CRISPR/Cas9-mediated genome-editing of long-term hematopoietic stem cells

Research Project

Project/Area Number	21K15872
Research Category	Grant-in-Aid for Early-Career Scientists
Allocation Type	Multi-year Fund
Review Section	Basic Section 52050:Embryonic medicine and pediatrics-related
Research Institution	Jichi Medical University
Principal Investigator	Byambaa Suvd 自治医科大学, 医学部, 客員研究員 (90834193)
Project Period (FY)	2021-04-01 – 2023-03-31
Project Status	Completed (Fiscal Year 2022)

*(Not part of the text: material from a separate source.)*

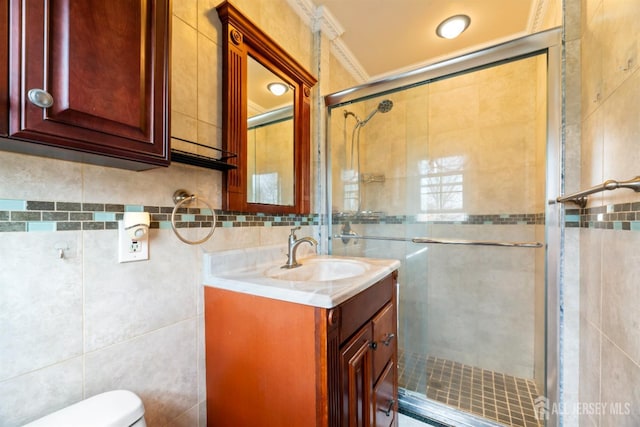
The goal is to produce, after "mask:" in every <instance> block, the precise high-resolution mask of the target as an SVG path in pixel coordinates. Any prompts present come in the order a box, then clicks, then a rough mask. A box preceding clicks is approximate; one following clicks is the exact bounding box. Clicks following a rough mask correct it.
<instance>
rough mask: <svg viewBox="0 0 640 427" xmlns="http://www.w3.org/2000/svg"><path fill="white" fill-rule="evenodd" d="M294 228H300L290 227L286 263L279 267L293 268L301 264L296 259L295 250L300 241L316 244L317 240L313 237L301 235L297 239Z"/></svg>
mask: <svg viewBox="0 0 640 427" xmlns="http://www.w3.org/2000/svg"><path fill="white" fill-rule="evenodd" d="M296 230H300V227H295V228H292V229H291V234H289V253H288V254H287V263H286V264H285V265H283V266H282V267H281V268H295V267H299V266H301V265H302V264H299V263H298V261H296V251H297V250H298V246H300V244H301V243H304V242H307V243H309V244H310V245H312V246H313V245H316V246H317V245H318V242H317V241H316V239H314V238H313V237H303V238H302V239H298V238H297V237H296Z"/></svg>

Budget Amount *help	¥4,030,000 (Direct Cost: ¥3,100,000、Indirect Cost: ¥930,000) Fiscal Year 2022: ¥2,080,000 (Direct Cost: ¥1,600,000、Indirect Cost: ¥480,000) Fiscal Year 2021: ¥1,950,000 (Direct Cost: ¥1,500,000、Indirect Cost: ¥450,000)
Keywords	CRISPR/Cas9 / Hematopoietic stem cells / HDR / Genome-editing / beta-glucan / mTOR inhibitor / GSK inhibitor / Engraftment / Hematopoietic stem cell / NHEJ / SCID
Outline of Research at the Start	In the proposed study, I will develop HDR-edited long-term HSC for autologous transplantation to cure X-SCID in the mice. In the future, this approach can be easily converted to the genome-editing of human true HSC and translate to the large animal study.
Outline of Final Research Achievements	To improve in vitro HDR editing efficiency of expanded/edited long-term HSCs, we tested first, GSK and mTOR inhibitors which are known to support the maintenance and self-renewal of HSCs. Treatment with two inhibitors, HDR-mediated editing improved from ~5% to 10-30% in vitro; from ~1% to ~10% in vivo 2) Modified single-strand DNA template to conjugate the template to Cas9, and it showed 5-20% in vitro; ~5% in vivo after serial transplantation. Second, we established and optimized the method to improve the edited cell engraftment by using beta-glucan. Our result showed that beta-glucan protects HSCs and improves their engraftment ability. These results showed that ex vivo expanded and HDR-edited cells are capable to repopulate HDR-edited multilineage cells after transplantation, demonstrating that precise genome editing of expanded long-term HSCs is feasible.
Academic Significance and Societal Importance of the Research Achievements	Genome-edited HSCs engraftment capability is an important point for successful HSCs transplantation. This work shows the ex vivo treatment of beta-glucan before the genome-editing process has protective effects for genome-edited HSCs to survive in the recipient body after transplantation.